Angiopoietin-1 inhibits FKHR-mediated changes in gene expression. MVECs were infected with adenoviruses encoding either GFP or FKHR. At 9 h after infection, FKHR-expressing cultures were either untreated or stimulated with Ang-1. At 14 h after infection, total RNA was isolated and the relative levels of Ang-2, decorin, and Id2 RNAs (normalized to GAPDH) were determined by real-time PCR. The data are expressed as relative RNA level versus GFP control (assigned a value of 1.0). Bars represent the mean and S.D., n = 3. The effect of Ang-1 on the levels of Ang-2, decorin, and Id2 RNAs was statistically significant by t-test, p < 0.005.
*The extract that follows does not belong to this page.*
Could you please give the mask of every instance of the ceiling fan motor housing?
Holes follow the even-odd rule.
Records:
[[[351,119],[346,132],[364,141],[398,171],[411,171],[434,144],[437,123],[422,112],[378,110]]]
Regulation of gene expression by the endogenous FKHR protein. (A) HUVECs were infected with adenoviruses encoding either GFP or myrAkt (the samples in lanes 1,2 and 3,4 are duplicates) for 24 h. Cell lysates were prepared and subjected to Western blot with antibodies against phospho-Akt (Ser 473), Akt, phospho-FKHR (Thr 24), or FKHR. The myrAkt protein is larger than the endogenous Akt because it is tagged with eGFP. (B) HUVECs were infected with adenoviruses encoding either GFP or myrAkt for 16 or 24 h. Total RNA was isolated and the relative levels (normalized to actin) of Ang-2, CTGF, and ESM-1 RNAs were determined by real-time PCR. For each RNA analyzed, the level in the GFP-expressing cells was assigned a value of 1.0. (C) HUVECs were infected with adenoviruses encoding either a negative control siRNA or siRNA against FKHR. At 48 and 72 h after infection, cell lysates were prepared and subjected to Western blot with antibodies against FKHR, Ang-2, Akt, and ERK. (Right) The relative levels of FKHR and Ang-2 proteins (assigned a value of 1.0 in the control samples) were quantitated and plotted. The bars represent the mean and S.D., n = 3. The effect of the FKHR siRNA on FKHR and Ang-2 protein levels was statistically significant at both time points by t-test, p < 0.001. (D) HUVECs were infected with adenoviruses encoding either a negative control siRNA or siRNA against FKHR. At 48 h after infection, total RNA was isolated and the relative levels (normalized to cyclophilin) of FKHR, Ang-2, ESM-1, and CTGF RNAs were determined by real-time PCR. Bars represent the mean and S.D., n = 4. The effect of FKHR siRNA on the levels of each RNA was statistically significant by t-test, p < 0.0001.

Angiopoietin-1 regulates endothelial cell gene expression via FKHR. Ang-1, via activation of the Akt pathway, inhibits FKHR-dependent changes in the expression of genes that regulate vascular remodeling and endothelial cell apoptosis. The induction of Ang-2 expression by FKHR (or by other signals) might initiate a positive feedback loop in which Ang-2, by blocking Ang-1/Akt signaling, induces further increases in its own expression and in the expression of genes like semaphorin 3C and slit2, which may directly promote vessel destabilization and remodeling.